(June 14, 1890-Feb. 5, 1954). A political writer for three decades, Early had more than an ordinary influence on the public scene because his column, “The Day in Indiana,” appeared daily on page one of the Indianapolis Star. He had a reputation as a fair and accurate reporter and in his writing looked beyond politics to a development’s effect on government.

A native of Cleveland, Ohio, Early attended Wabash College and graduated in 1914 from Marquette University. He joined the Star as a reporter in 1916. After covering various governmental beats, he became the Star ‘s first reporter assigned full time to politics. On his death, he had attended every Indiana and national Democratic Party and Republican Party convention since 1924.

His first-page column originated in January 1939, when Early was covering a session of the General Assembly. It began as “The Day in the Legislature,” and proved so popular that it continued as “The Day in Indiana” after the legislative session had ended. The column continued under the name until January 8, 1954.
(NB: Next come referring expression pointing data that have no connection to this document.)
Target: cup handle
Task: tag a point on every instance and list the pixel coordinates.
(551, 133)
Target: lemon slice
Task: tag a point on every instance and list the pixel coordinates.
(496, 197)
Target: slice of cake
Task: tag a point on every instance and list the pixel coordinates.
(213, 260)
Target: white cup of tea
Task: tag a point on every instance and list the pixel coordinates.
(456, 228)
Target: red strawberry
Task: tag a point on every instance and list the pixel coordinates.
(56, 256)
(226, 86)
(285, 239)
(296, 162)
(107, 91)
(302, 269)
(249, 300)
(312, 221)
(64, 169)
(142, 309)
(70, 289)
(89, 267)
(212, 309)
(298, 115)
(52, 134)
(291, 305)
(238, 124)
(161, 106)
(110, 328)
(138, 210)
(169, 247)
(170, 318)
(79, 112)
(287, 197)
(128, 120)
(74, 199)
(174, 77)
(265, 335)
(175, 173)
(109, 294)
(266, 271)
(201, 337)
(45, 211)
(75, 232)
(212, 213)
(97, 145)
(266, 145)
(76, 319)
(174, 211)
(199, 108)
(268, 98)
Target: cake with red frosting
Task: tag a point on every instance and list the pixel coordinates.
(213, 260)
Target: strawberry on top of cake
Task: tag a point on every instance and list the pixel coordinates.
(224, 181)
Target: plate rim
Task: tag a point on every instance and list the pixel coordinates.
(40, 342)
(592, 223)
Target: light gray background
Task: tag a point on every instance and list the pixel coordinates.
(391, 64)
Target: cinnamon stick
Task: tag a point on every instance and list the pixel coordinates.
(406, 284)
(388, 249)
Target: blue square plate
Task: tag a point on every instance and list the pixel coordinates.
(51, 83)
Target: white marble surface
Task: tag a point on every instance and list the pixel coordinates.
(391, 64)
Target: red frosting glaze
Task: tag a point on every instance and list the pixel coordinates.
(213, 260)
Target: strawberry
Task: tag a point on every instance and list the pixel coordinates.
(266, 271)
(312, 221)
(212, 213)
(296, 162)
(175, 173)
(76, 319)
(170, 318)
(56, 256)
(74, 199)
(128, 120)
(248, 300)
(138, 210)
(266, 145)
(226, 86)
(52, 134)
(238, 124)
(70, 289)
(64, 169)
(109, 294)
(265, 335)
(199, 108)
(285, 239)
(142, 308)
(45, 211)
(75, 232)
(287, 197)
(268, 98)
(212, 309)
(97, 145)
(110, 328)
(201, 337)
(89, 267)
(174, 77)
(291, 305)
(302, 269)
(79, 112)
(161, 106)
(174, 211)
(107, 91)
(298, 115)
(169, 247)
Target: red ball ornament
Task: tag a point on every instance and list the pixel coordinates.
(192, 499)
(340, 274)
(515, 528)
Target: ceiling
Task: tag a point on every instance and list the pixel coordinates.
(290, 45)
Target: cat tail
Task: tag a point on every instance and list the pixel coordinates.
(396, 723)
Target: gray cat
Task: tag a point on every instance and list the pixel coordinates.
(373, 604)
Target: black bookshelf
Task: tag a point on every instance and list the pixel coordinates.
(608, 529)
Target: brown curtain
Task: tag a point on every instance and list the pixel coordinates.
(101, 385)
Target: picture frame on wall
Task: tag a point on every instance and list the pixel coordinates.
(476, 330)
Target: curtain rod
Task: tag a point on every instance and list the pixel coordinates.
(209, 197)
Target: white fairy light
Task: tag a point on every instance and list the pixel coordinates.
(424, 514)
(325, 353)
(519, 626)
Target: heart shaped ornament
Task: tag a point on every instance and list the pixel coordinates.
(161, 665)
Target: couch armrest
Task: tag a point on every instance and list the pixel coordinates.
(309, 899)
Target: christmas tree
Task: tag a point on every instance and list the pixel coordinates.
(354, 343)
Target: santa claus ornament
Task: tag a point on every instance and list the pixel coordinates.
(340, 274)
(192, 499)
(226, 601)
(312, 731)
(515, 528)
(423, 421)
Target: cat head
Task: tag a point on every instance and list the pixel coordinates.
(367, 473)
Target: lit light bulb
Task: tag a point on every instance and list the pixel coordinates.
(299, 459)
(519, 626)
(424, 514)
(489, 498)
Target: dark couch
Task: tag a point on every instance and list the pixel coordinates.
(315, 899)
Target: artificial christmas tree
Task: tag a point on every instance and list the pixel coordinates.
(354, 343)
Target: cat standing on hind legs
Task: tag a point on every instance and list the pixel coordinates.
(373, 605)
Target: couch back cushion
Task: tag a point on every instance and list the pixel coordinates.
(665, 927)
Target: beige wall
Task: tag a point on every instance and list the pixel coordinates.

The dean of Hoosier political reporters, Early was often called “Mr. Indiana” by fellow scribes because of his knowledge of Indiana government and politics. He wrote of the need for new state agencies and witnessed the creation of the state Tax Board, Public Service Commission, Highway Department, Conservation Department, and the Legislative Reference Bureau.

One of a small group of newspapermen who organized the Indianapolis Press Club in 1934, he was the club’s first president. Both he and a younger brother, Robert P. Early, who was city editor and later managing editor of the Star, are members of the Indiana Journalism Hall of Fame.